Bundesnetzagentur veröffentlicht Vergütungssätze für Photovoltaikanlagen ab 2010
News vom 10. November 2009
Quelle: Daniel Burchard für baufoerderer.de
Die Bundesnetzagentur hat vor einigen Tagen die von ihr ermittelten Vergütungssätze für Photovoltaikanlagen für das Jahr 2010 im Bundesanzeiger veröffentlicht. Im Vergleich zu den noch im Jahr 2009 in Betrieb genommenen Anlagen wird die Vergütung je nach Art und Größe der Anlage um neun bzw. elf Prozent sinken. Die jetzt ermittelten Degressions- und Vergütungssätze gelten für Photovoltaikanlagen, die im Jahr 2010 neu in Betrieb genommen werden. Die Dauer der gesetzlich garantierten Vergütungspflicht beträgt 20 Jahre zuzüglich des Jahres der Inbetriebnahme.
Für Anlagen, die an oder auf Gebäuden errichtet werden und im Jahr 2010 in Betrieb gehen, beträgt die Vergütung bei Anlagen mit einer Leistung bis einschließlich 30 Kilowatt peak (kWp)* mindestens 39,14 Cent pro Kilowattstunde (Cent/kWh), sofern der Strom in das Netz eingespeist wird (9 % weniger als bisher). Für jede Kilowattstunde, die vom Anlagenbetreiber selbst oder von Dritten in unmittelbarer räumlicher Nähe der Anlage genutzt wird, beträgt die Vergütung mindestens 22,76 % Cent/kWh (ebenfalls 9 % weniger als bisher). Für größere Anlagen sinkt die Vergütung je nach Nennleistung ebenfalls um 9 bzw. 11 %.

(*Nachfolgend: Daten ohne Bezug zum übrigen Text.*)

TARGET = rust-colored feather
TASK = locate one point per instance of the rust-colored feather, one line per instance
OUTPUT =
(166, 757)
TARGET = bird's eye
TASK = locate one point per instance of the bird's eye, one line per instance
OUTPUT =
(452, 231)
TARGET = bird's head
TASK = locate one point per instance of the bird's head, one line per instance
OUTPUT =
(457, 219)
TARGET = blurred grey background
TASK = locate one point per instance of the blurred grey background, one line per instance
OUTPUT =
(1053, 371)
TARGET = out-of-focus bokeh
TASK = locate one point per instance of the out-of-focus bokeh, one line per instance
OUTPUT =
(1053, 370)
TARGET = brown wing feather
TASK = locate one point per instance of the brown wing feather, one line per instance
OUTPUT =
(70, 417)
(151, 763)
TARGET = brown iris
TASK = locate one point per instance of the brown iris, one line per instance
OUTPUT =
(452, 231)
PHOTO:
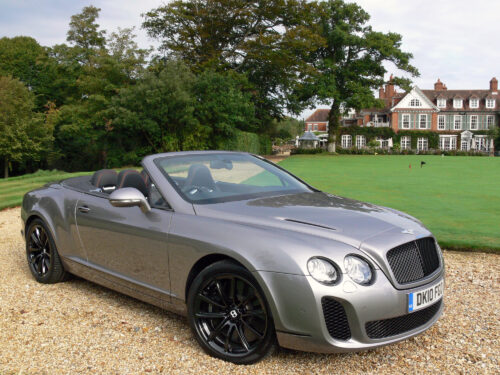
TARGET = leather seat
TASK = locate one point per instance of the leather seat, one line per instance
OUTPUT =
(199, 175)
(104, 178)
(132, 178)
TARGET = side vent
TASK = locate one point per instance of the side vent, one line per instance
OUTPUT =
(336, 319)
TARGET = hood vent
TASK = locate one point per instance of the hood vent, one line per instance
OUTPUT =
(311, 224)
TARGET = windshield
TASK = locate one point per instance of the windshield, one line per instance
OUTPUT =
(213, 178)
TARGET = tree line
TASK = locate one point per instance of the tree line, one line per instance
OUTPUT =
(224, 69)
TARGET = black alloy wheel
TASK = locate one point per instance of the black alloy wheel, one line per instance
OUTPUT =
(43, 259)
(229, 315)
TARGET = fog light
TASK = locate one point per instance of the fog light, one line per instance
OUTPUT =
(358, 270)
(322, 270)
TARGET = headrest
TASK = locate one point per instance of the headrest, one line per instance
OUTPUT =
(104, 177)
(132, 178)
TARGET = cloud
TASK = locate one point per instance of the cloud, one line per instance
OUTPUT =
(455, 40)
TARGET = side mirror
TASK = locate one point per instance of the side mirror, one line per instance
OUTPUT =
(129, 197)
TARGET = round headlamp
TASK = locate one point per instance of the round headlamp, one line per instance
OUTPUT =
(322, 270)
(358, 269)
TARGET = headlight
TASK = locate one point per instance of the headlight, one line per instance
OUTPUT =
(358, 270)
(322, 270)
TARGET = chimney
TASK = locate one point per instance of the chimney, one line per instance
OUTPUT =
(439, 86)
(381, 93)
(494, 85)
(389, 89)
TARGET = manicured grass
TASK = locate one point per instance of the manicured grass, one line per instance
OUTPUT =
(457, 198)
(12, 189)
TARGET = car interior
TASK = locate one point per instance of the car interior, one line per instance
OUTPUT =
(103, 182)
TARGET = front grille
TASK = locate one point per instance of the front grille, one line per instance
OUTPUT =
(336, 319)
(414, 260)
(379, 329)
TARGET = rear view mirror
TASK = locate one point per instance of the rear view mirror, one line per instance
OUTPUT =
(221, 164)
(129, 197)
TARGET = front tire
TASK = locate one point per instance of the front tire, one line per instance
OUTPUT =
(229, 315)
(41, 252)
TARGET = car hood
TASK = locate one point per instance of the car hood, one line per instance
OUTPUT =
(356, 223)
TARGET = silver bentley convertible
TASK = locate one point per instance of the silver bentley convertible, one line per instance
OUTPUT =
(252, 255)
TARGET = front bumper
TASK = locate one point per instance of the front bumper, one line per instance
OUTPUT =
(299, 319)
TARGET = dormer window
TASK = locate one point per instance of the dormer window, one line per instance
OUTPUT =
(415, 103)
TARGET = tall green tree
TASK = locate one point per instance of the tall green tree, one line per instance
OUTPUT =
(85, 34)
(160, 109)
(23, 58)
(352, 62)
(23, 133)
(269, 41)
(222, 106)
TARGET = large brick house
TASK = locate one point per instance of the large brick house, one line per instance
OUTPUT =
(318, 121)
(454, 119)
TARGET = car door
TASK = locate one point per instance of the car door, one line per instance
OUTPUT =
(127, 244)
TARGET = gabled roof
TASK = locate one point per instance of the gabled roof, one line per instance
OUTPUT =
(319, 115)
(308, 136)
(449, 95)
(415, 92)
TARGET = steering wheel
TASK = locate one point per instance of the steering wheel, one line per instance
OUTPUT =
(197, 189)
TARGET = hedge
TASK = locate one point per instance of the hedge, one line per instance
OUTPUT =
(242, 141)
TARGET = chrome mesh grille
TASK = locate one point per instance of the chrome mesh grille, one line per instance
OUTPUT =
(335, 319)
(414, 260)
(379, 329)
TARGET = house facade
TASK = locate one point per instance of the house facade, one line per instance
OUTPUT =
(428, 119)
(318, 121)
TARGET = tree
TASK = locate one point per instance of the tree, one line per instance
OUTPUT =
(84, 33)
(351, 64)
(222, 106)
(23, 58)
(23, 134)
(268, 41)
(159, 108)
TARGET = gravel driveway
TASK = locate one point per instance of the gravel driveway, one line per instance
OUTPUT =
(79, 327)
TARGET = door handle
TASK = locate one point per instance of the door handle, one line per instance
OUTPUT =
(83, 209)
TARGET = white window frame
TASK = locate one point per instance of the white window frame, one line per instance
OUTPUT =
(447, 142)
(360, 141)
(422, 144)
(476, 122)
(346, 141)
(441, 117)
(481, 143)
(405, 142)
(407, 115)
(458, 103)
(420, 117)
(415, 103)
(490, 121)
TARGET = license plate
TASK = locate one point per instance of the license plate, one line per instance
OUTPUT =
(423, 298)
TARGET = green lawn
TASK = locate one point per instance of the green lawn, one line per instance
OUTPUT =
(12, 189)
(457, 198)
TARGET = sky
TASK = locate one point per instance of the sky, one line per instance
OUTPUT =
(454, 40)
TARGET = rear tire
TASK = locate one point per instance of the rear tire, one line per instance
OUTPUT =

Die Vergütung für den Strom aus Solaranlagen wird nach dem "Gesetz für den Vorrang Erneuerbarer Energien" (Erneuerbare-Energien-Gesetz, kurz EEG) gefördert. Bis zum vergangenen Jahr ergab sich die jährliche Verringerung unmittelbar aus dem Gesetz. Seit der Neufassung des EEG, die zu Jahresbeginn in Kraft trat, ist vorgesehen, dass die Vergütungssätze jeweils zum 31. Oktober von der Bundesnetzagentur festgelegt werden (siehe die News vom 3. Februar 2009). Die Degressionssätze richten sich nach der Leistung der Photovoltaikanlagen, die im Zeitraum von zwölf Monaten jeweils bis zum 30. September eines Jahres bei der Bundesnetzagentur gemeldet wurde. "Der Schwellenwert von 1.500 MW, der eine erhöhte Degression und damit eine stärkere Absenkung der Vergütungssätze zur Folge hat, wurde mit einer gemeldeten installierten Leistung von ca. 2.340 MW deutlich überschritten", sagte Matthias Kurth, Präsident der Bundesnetzagentur. Für den Zeitraum vom 1. Januar bis 30. September 2009 hat die Bundesnetzagentur nach eigenen Angaben einen Zubau an Photovoltaikanlagenleistung von rund 1.471 MW verzeichnet.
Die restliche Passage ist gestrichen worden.